In der Geschäftswelt kann es sich kaum jemand noch leisten, im Heute zu verharren. Geschäftsmodelle, Produktportfolios, Unternehmensphilosophien und -strategien sollten kontinuierlich hinterfragt werden, ob sie noch für die künftige Welt taugen, wie sie an die neuen Aufgaben herangeführt werden können, ob sie auch längerfristig wettbewerbstauglich sind. Dabei müssen die technischen Entwicklungen ebenso in die Überlegungen einfließen wie die gesellschaftlichen Veränderungen. Und natürlich die Entwicklung des Internets.
Das Netzdilemma
Mittlerweile hängen ganze Existenzen vom Zugang zum schnellen Internet ab. Die Unternehmen und ihre Verbände fordern daher endlich den konsequenten Aufbau zukunftsfähiger Infrastrukturen für das schnelle Internet, vorzugsweise mit Geschwindigkeiten ab 1 Gbit/s. Noch aber wird über den Weg zur Gigabitgesellschaft gestritten. Es ist zwar klar, dass nur der Aufbau einer glasfaserbasierten Infrastruktur längerfristig die hohen Datenraten ermöglicht – auch für die fünfte Mobilfunkgeneration (5G) und das Internet der Dinge (IoT) wird sie unverzichtbar sein.
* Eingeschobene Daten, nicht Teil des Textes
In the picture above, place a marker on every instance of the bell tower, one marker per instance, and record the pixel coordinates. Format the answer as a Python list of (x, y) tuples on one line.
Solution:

Mit der Entscheidung für den Vectoring-Ausbau auf Basis der alten Kupferkabel hat sich die Bundesregierung indes selbst den Weg verstellt. Für viele Haushalte mögen die damit avisierten 50 oder auch 100 Mbit/s ausreichend sein, für die Unternehmen sind sie es nicht. Wie konnte es passieren, dass Deutschland hier so ins Hintertreffen geraten ist? Laut den letzten Zahlen des FTTH Council Europe liegt unser Land auf dem vorletzten Rang der für die Erhebung berücksichtigten 31 europäischen Staaten. Unter anderem, weil die Deutsche Telekom es vermochte, Bundesnetzagentur und Regierung davon zu überzeugen, dass Vectoring bis auf Weiteres den Anforderungen an das schnelle Internet genüge und eine kluge Brückentechnik hin zur Glasfaser darstelle, obwohl es den dringend benötigten, eigentlichen Glasfaserausbau verzögert. In ihrem aktuellen Jahresbericht stellte die Bundesnetzagentur fest, dass DSL-Techniken das Breitbandinternetgeschehen in Deutschland noch zu 75 % beherrschen. Glasfasernetze hingegen sind mit einem Anteil von etwa 1,9 % kaum erwähnenswert. Der aktuelle Bericht der Bertelsmann-Stiftung nimmt bei der Analyse der Versäumnisse kein Blatt vor den Mund: „Unambitionierte Ziele, eine fehlende gesamtstaatliche Strategie, unkoordinierte Förderprogramme und fehlender Mut, konsequent auf Glasfasertechnik zu setzen.“
Wo steht Big Data?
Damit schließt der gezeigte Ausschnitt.